I am not going to do full attention explanation, just sharing the notes that I think are important. Especially for me to remember for my tasks.


Attention works by creating query \(Q\), key \(K\), and value \(V\) matrices from inputs \(X\) via linear layers with learnable weights \(W_Q\), \(W_K\), and \(W_V\).


$$
Q = XW^Q \\
K = XW^K \\
V = XW^V
$$


![Self-Attention Matrix Calculation](https://benjaminwarner.dev/img/2022/tinkering-with-attention-pooling/self-attention-matrix-calculation-queries.png)

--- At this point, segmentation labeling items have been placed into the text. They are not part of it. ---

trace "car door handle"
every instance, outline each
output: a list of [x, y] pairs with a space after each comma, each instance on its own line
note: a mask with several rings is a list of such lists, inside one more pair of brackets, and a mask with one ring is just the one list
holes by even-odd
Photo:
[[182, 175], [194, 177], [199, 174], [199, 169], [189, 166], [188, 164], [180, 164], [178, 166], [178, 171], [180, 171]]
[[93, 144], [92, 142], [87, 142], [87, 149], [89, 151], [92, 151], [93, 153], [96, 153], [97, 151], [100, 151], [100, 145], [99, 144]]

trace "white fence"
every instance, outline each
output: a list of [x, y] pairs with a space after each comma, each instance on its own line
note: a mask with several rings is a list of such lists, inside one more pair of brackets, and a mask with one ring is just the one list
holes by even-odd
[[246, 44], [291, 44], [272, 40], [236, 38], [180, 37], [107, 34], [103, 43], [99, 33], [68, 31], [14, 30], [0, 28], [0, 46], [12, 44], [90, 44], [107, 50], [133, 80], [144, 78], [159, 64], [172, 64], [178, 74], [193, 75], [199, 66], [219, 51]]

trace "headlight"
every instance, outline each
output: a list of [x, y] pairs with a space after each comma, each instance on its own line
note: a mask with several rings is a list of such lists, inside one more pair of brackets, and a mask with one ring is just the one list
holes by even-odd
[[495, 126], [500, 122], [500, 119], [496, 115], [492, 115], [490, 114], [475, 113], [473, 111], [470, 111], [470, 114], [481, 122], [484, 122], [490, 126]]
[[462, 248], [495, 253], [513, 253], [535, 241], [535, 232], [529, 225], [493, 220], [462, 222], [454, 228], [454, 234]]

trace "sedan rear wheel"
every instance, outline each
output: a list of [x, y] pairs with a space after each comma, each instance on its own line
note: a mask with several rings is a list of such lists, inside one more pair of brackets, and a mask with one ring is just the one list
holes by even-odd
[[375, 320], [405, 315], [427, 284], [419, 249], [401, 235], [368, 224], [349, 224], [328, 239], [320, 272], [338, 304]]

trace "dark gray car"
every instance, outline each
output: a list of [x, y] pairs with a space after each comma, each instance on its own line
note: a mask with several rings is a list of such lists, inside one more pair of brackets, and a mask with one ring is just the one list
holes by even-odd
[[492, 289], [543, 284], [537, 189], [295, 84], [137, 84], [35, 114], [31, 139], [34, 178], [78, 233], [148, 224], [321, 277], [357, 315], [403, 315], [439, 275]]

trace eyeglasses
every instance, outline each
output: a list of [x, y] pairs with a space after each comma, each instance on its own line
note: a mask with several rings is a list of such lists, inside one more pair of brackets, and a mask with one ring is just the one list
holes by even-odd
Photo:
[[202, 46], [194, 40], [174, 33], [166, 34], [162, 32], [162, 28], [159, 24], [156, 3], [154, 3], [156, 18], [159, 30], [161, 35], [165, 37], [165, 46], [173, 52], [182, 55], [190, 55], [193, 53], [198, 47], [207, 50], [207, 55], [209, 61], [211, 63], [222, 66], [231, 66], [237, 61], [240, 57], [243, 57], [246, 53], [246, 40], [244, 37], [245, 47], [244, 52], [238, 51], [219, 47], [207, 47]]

where $ W^Q \in \mathbb{R}^{d_{\text{model}} \times d_Q} $. Or less formally, $ Q = XW^Q $ is a set of linear equations:

$
Q = X A^Q + B^Q
$

where $ A^Q $ and $ B^Q $ are learnable parameters for calculating $ Q $ from $ X $.

Attention is then calculated by:

$
\text{Attention}(Q, K, V) = \text{softmax} \left( \frac{QK^T}{\sqrt{d_k}} \right) V
$

where $ \sqrt{d_k} $ is a scaling factor, usually based on the individual head dimension or number of heads.


![Self-Attention Calculation](https://benjaminwarner.dev/img/2022/tinkering-with-attention-pooling/self-attention-matrix-calculation-attention.webp)

The resulting $ \text{Attention}(Q, K, V) $ is usually passed through a linear layer $ W^O $ projection

$$
\text{Output} = \text{Attention}(Q, K, V) W^O
$$

as the final step of the Attention layer.

For all the math, Attention is simply a learned weighted average. Attention learns to generate weights between tokens via queries $ XW^Q $ and keys $ XW^K $. Those per-token weights are created by $ \text{softmax}(QK^T / \sqrt{d_k}) $. The values $ XW^V $ learn to create a token representation which can incorporate the weighted average of all the other tokens in the final dot product in the Attention layer $ \text{softmax}(\dots) V $. When someone says a token attends to a second token, this means it’s increasing the size of the second token’s weight in the weighted average relative to all the other tokens.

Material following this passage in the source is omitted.